Good advice on having a hospital bag ready just in case.

Wishing you well and I hope you start to feel better as soon as possible and your blood sugar starts to return to more normal levels.


----------



## Bloden (Dec 15, 2020)

Thanks for the advice @Jade. I hope you’re home and recovering ASAP. Glad to hear you’re getting excellent care. (((Hugs)))


----------



## Inka (Dec 15, 2020)

I replied on Mikey’s thread but I’m glad you’re getting such good care. Steroids are a pain but if they help you then that’s good. Ask if they have a diabetes team who could help or keep an eye on you. I know my local hospital’s team get notified when someone with diabetes is admitted.

Look after yourself. XX


----------



## Inamuddle (Dec 15, 2020)

Jade, I am glad to hear that you are getting excellent care. I hope that you make a speedy recovery. Good advice about having a bag packed. Keep in contact with the forum if you are up to it, I am not sure how you will control your bloods with all this going on but I hope that it settles down Sue xx


----------



## nonethewiser (Dec 15, 2020)

Life sucks sometimes, take care best wishes.


----------



## Lucy Honeychurch (Dec 15, 2020)

Wishing you a speedy recovery x


----------



## trophywench (Dec 15, 2020)

Oh dear - we picked a bit of it up - but were able to get over it before it got out of hand.
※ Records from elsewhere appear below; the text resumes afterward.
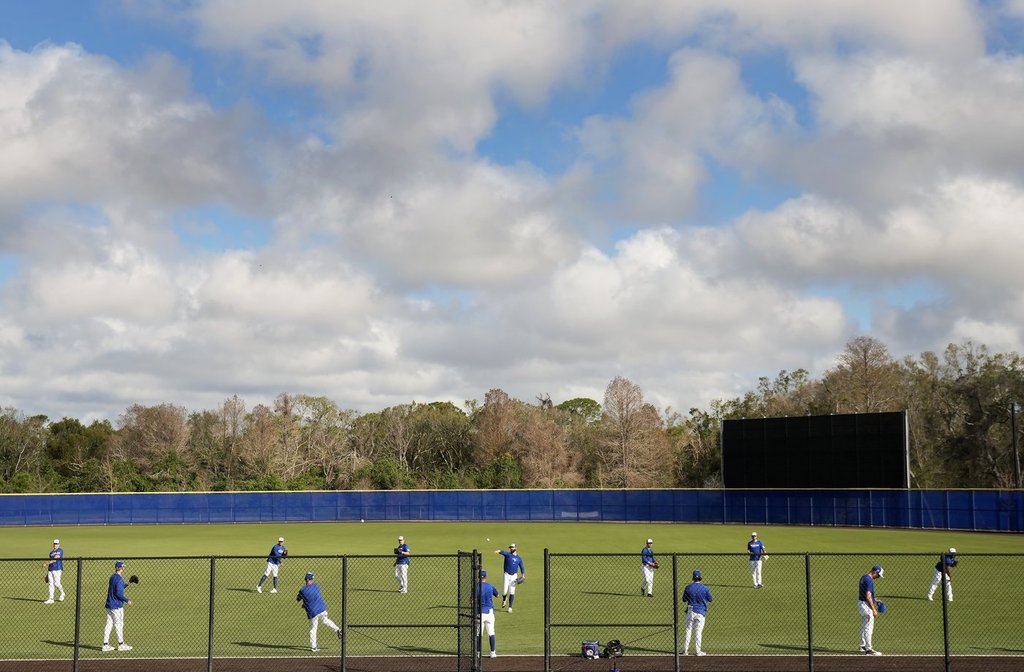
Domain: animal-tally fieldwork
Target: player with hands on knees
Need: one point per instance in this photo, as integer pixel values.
(513, 568)
(315, 609)
(647, 567)
(273, 560)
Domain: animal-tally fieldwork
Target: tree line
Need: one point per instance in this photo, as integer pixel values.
(960, 407)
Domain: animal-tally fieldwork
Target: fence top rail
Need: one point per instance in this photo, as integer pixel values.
(113, 558)
(793, 554)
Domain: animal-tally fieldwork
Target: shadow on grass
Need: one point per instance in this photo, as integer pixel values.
(803, 649)
(254, 644)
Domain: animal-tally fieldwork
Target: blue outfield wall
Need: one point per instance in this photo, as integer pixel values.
(953, 509)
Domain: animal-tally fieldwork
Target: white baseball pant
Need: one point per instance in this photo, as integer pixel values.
(54, 576)
(314, 622)
(694, 625)
(401, 574)
(115, 620)
(936, 582)
(648, 579)
(866, 623)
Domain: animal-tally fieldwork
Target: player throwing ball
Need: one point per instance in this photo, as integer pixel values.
(647, 567)
(946, 564)
(757, 551)
(54, 569)
(697, 596)
(312, 601)
(116, 602)
(487, 594)
(401, 564)
(273, 560)
(513, 568)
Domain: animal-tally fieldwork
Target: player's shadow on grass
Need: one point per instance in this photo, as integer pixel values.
(913, 597)
(259, 645)
(817, 649)
(729, 585)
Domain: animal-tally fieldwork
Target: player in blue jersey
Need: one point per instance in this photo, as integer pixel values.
(867, 606)
(116, 602)
(54, 570)
(487, 594)
(697, 596)
(513, 567)
(312, 601)
(273, 560)
(946, 564)
(757, 552)
(401, 564)
(647, 567)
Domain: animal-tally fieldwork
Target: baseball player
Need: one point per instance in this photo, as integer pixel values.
(946, 564)
(513, 567)
(401, 564)
(312, 601)
(54, 568)
(757, 551)
(647, 567)
(868, 609)
(487, 594)
(697, 596)
(273, 560)
(116, 602)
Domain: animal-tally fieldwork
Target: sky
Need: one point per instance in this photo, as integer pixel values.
(407, 201)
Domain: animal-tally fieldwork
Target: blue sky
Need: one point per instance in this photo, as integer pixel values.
(368, 202)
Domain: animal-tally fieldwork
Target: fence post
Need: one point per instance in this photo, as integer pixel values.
(675, 612)
(547, 611)
(78, 612)
(945, 611)
(209, 649)
(344, 612)
(810, 629)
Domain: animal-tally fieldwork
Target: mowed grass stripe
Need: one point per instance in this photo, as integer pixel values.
(170, 617)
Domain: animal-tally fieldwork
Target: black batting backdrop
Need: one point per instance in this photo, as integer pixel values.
(859, 450)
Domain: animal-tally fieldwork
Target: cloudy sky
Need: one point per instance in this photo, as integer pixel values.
(397, 201)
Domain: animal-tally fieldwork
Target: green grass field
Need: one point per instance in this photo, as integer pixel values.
(171, 609)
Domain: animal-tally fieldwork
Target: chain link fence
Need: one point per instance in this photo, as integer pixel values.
(204, 614)
(803, 617)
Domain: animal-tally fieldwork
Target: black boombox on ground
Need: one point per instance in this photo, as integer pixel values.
(591, 649)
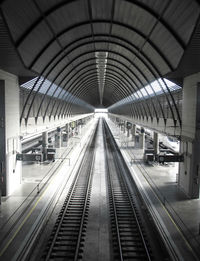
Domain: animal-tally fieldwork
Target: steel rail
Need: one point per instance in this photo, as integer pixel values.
(76, 191)
(126, 196)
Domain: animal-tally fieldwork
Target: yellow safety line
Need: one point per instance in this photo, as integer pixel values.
(25, 219)
(165, 209)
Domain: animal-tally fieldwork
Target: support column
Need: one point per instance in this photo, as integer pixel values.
(124, 126)
(133, 132)
(10, 169)
(58, 138)
(189, 170)
(44, 144)
(156, 142)
(67, 131)
(142, 140)
(128, 127)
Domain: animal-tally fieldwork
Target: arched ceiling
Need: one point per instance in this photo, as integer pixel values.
(101, 51)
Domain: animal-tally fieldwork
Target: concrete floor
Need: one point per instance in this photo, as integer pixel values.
(157, 183)
(162, 179)
(20, 212)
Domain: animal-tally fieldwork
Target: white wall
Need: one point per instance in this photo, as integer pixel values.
(12, 130)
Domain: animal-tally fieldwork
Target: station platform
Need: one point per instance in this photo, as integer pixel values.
(41, 184)
(179, 215)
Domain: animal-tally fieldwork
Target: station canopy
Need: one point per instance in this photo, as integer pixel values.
(100, 51)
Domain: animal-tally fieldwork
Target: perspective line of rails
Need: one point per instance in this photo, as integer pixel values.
(65, 235)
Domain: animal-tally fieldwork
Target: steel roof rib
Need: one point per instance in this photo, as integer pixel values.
(112, 49)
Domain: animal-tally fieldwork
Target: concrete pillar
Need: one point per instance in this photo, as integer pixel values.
(67, 130)
(156, 142)
(10, 169)
(124, 126)
(189, 170)
(58, 137)
(44, 144)
(142, 141)
(133, 132)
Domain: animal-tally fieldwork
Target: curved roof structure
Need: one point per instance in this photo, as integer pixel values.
(100, 51)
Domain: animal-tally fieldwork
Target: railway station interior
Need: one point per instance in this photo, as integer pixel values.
(99, 130)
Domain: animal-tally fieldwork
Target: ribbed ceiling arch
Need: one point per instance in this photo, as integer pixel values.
(101, 51)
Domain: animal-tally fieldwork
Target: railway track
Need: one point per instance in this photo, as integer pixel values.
(128, 236)
(66, 240)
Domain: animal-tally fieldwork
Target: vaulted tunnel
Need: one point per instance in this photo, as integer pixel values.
(97, 53)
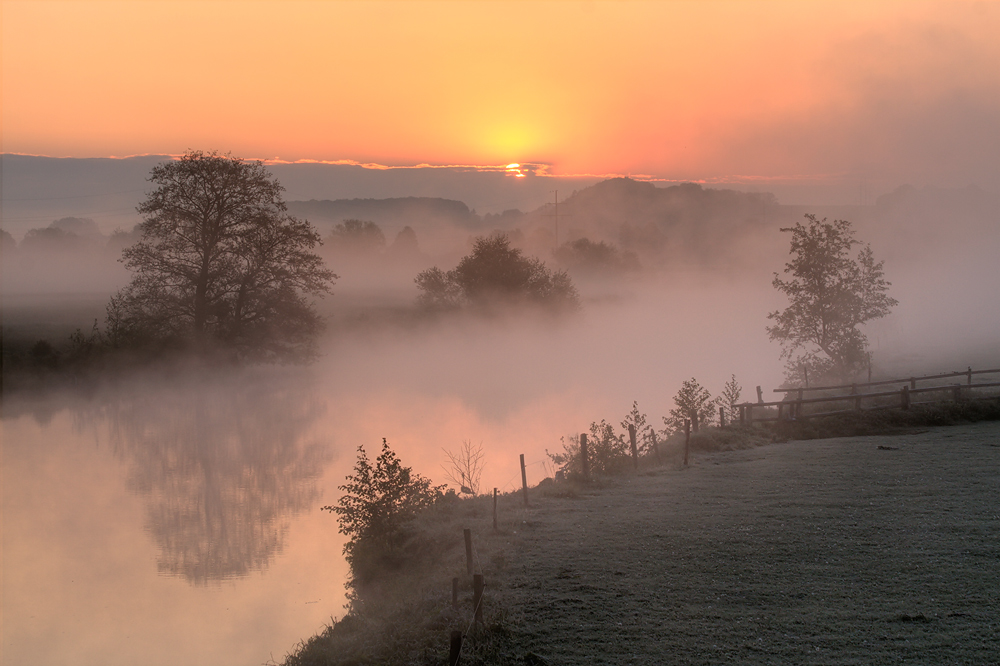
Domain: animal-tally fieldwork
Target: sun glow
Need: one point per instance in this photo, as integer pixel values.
(515, 170)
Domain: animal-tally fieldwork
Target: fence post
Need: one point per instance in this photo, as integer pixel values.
(477, 596)
(468, 549)
(687, 440)
(455, 651)
(524, 482)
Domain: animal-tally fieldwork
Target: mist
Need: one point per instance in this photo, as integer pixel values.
(214, 474)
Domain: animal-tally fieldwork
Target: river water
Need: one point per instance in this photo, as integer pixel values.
(175, 518)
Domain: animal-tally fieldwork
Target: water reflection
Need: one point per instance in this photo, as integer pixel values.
(222, 466)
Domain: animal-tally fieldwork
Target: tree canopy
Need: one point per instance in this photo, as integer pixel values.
(496, 273)
(220, 264)
(830, 296)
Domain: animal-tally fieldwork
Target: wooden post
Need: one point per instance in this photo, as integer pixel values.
(687, 440)
(468, 549)
(455, 651)
(524, 482)
(477, 596)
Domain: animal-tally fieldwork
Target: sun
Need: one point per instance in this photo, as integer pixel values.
(515, 170)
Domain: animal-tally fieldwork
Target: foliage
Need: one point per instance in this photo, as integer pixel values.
(586, 256)
(220, 264)
(465, 467)
(378, 504)
(730, 397)
(606, 451)
(691, 399)
(830, 295)
(496, 273)
(644, 434)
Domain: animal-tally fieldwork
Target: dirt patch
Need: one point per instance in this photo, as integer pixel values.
(842, 551)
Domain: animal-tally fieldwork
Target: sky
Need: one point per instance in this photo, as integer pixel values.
(868, 93)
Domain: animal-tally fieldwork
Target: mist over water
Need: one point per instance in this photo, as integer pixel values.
(185, 502)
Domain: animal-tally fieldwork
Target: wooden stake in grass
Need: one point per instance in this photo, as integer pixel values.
(524, 481)
(455, 651)
(687, 440)
(477, 596)
(635, 451)
(468, 549)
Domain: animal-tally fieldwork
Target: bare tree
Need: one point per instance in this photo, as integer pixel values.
(465, 466)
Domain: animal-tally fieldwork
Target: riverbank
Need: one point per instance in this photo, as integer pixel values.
(849, 550)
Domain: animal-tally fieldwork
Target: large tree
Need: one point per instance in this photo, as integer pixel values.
(221, 264)
(831, 295)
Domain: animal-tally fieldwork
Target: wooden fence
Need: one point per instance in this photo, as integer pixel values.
(796, 406)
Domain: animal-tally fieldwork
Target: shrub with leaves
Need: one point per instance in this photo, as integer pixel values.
(379, 503)
(607, 451)
(643, 433)
(693, 398)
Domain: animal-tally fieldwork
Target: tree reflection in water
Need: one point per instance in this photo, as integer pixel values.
(224, 466)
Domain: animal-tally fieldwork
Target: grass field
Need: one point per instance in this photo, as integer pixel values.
(868, 550)
(853, 550)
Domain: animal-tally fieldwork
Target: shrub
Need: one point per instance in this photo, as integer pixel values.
(378, 505)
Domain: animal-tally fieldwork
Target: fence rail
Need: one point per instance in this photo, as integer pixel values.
(791, 408)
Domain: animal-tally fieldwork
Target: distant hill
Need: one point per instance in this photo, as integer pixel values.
(390, 214)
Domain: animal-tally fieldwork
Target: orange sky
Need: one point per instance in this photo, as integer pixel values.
(674, 89)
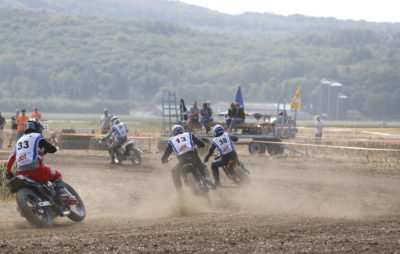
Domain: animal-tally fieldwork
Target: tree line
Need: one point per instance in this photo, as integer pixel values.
(55, 58)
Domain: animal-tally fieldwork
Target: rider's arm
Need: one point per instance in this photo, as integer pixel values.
(48, 148)
(210, 152)
(234, 138)
(167, 153)
(10, 162)
(109, 134)
(197, 141)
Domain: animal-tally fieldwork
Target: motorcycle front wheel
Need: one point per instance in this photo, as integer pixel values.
(28, 203)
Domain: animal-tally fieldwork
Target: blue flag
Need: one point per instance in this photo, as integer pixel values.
(239, 97)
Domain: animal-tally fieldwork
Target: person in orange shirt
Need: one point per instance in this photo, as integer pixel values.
(36, 114)
(22, 119)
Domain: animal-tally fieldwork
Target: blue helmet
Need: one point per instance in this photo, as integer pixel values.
(176, 130)
(218, 130)
(33, 125)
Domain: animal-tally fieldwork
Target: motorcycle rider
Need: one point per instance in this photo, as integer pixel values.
(222, 141)
(29, 152)
(120, 131)
(183, 144)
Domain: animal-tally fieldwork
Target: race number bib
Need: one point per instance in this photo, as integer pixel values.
(223, 143)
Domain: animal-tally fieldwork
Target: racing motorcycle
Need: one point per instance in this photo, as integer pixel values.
(235, 170)
(36, 201)
(128, 150)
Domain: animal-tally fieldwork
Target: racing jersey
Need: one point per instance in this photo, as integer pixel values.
(223, 143)
(120, 129)
(182, 143)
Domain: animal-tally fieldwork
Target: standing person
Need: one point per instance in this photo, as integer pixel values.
(29, 154)
(22, 119)
(14, 126)
(206, 116)
(36, 114)
(120, 131)
(2, 124)
(105, 122)
(193, 122)
(318, 124)
(239, 118)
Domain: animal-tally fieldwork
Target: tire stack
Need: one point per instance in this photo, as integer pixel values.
(75, 142)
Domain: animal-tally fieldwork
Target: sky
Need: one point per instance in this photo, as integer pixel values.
(369, 10)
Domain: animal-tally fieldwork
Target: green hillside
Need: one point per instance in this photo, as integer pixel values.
(257, 26)
(53, 59)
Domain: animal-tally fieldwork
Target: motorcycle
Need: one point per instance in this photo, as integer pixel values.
(128, 150)
(235, 170)
(37, 202)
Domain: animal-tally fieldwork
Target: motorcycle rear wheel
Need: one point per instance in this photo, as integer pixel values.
(27, 201)
(78, 211)
(135, 157)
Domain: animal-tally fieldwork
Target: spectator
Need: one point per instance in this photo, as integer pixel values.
(22, 119)
(239, 118)
(206, 116)
(105, 122)
(36, 114)
(318, 129)
(232, 112)
(193, 122)
(14, 127)
(2, 124)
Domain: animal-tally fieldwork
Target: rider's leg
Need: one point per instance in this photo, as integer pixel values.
(214, 167)
(176, 176)
(111, 150)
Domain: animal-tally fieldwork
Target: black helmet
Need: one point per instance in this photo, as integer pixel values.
(33, 125)
(176, 130)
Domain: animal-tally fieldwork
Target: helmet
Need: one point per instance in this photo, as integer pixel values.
(33, 125)
(218, 130)
(176, 130)
(115, 120)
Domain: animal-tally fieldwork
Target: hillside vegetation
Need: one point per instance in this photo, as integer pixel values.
(257, 26)
(64, 58)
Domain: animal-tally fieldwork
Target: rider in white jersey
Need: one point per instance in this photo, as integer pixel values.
(120, 131)
(28, 154)
(223, 142)
(183, 145)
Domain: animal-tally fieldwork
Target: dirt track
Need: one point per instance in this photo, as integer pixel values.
(291, 205)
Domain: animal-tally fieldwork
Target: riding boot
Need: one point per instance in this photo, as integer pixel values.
(216, 176)
(62, 196)
(112, 161)
(176, 177)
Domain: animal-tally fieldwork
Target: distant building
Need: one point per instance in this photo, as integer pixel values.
(332, 103)
(342, 107)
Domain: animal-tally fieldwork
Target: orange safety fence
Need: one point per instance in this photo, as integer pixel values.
(329, 146)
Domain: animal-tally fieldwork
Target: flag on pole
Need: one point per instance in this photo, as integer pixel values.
(296, 100)
(239, 97)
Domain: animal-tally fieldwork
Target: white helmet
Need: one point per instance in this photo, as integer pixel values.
(218, 130)
(115, 120)
(176, 130)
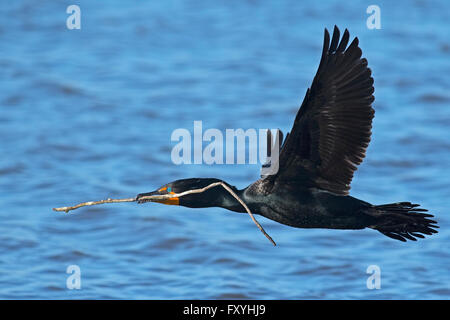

Unless we could all ensure folk stop breathing out wherever we might decide to breathe in - remembering that 99% of those folk aren't aware they have the lurgy - I'm not sure what else we could do.  Literally the only place I'd been since September was once to the GP surgery for a blood test.


----------



## Thebearcametoo (Dec 15, 2020)

I hope you’re home and recovered soon. It can be so nasty.


----------



## mikeydt1 (Dec 16, 2020)

my partner has isolated since March and to contract covid in hospital is beyond me.  i will pray that you get a speedy recovery.

mike


----------



## Northerner (Dec 16, 2020)

Wishing you well for a speedy and full recovery @Jade, I hope you are home soon


----------



## silentsquirrel (Dec 16, 2020)

Best wishes for a speedy recovery, Jade.


----------



## adrian1der (Dec 16, 2020)

I hope you get well soon @Jade


----------



## Jade (Dec 16, 2020)

Sadly my overnight care was seriously lacking as shortages of staff, on the plus side I woke up after 7 hours of my first sleep but staff didn’t do observations and didn’t see that my nasal oxygen tube fallen out. Gradually getting back to normal with oxygen mask on. 
There are 2 frail ladies on here without Covid and been stuck here for weeks, hopefully one is moving back to nursing home soon.


----------



## mikeydt1 (Dec 16, 2020)

Jade that doesn't sound too good keep an eye on your breathing as that is where the virus can get you worse.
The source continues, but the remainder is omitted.